Per questo, e in questo senso, anche i cattolici più lungimiranti, che non avrebbero potuto essere contenti di una Grexit, stavolta dovrebbero ben esultare dicendo: Brexit, ben scavato e bentornata vecchia talpa! L’UE non può e non deve essere un feticcio inamovibile. Se il nostro Renzi non si affretta a capirlo, peggio per lui e, purtroppo, per noi. Nella storia non c’è niente di immutabile e di inamovibile, o meglio qualcosa c’è: la lotta tra il bene e il male, sempre diversa ma sempre terribilmente imagesuguale. A volte si può sbagliare in buona fede, ma guai a coloro che sbagliano per interessi precostituiti, anche se parzialmente inconsci, alla luce dei quali pretenderebbero di giustificare scelte sbagliate come scelte necessarie ed indirizzate al perseguimento del bene comune. Né la critica dei nazionalismi sempre ricorrenti potrà resistere eternamente ad una critica razionale, perché altro sono i nazionalismi, altro le nazionalità che non potranno essere mai cancellate, come non potranno mai essere cancellate le differenze tra le persone.

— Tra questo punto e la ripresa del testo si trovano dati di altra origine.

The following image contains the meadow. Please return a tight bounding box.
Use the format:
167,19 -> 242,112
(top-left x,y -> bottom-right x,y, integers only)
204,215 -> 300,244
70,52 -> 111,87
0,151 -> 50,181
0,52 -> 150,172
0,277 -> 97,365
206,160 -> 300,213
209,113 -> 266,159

Il nostro premier Renzi ha cercato sin qui di cambiare la direzione della politica europea in termini di maggiore collegialità tra gli Stati partners, di crescita e di solidarietà, ma i suoi sforzi saranno vani se dovesse testardamente continuare a pensare che, in fin dei conti, a quest’Europa serva solo di essere “ristrutturata e rinfrescata”, e che quindi a un’Europa della crescita a tutti costi e della libera ovvero indiscriminata circolazione delle merci e delle persone, non ci sia realistica alternativa. Sino a quando alcuni Stati come l’Italia assorbiranno dagli altri partners europei risorse finanziarie meno cospicue di quelle che quest’ultimi assorbono da noi, sino a che non saranno ripristinate le sovranità nazionali e la parità tra gli Stati e ogni Stato non sarà responsabilmente libero di gestire la propria economia secondo le priorità del suo popolo e di organizzare la sua stessa vita civile, pur nel rispetto di vincoli comuni rigorosi ma ben più elastici e meno vessatori di quelli attuali, c’è da temere che la modernizzazione e l’umanizzazione dell’Europa restino uno slogan del tutto vuoto e di nuovo indicativo di una multiforme mentalità farisaica che è uno dei tratti più caratteristici di questa epoca.

Avremo occasione di riprendere e sviluppare questo ragionamento, ma per ora sarebbe già importante capire che se la maggioranza del popolo inglese, per quanto non sempre ci si possa fidare delle maggioranze popolari come tali, ha voluto divorziare da quest’Europa, essa probabilmente avrà avuto dei buoni motivi e non si potrà essere cosí presuntuosi, come i vari Monti, Napolitano, Letta, ma la compagnia sarebbe infinita, da ritenere che l’unico punto di vista giusto e obiettivo sia quello di chi, sia pure tra mille distinguo, ripone la propria cieca fiducia in una mitica o immaginaria Europa.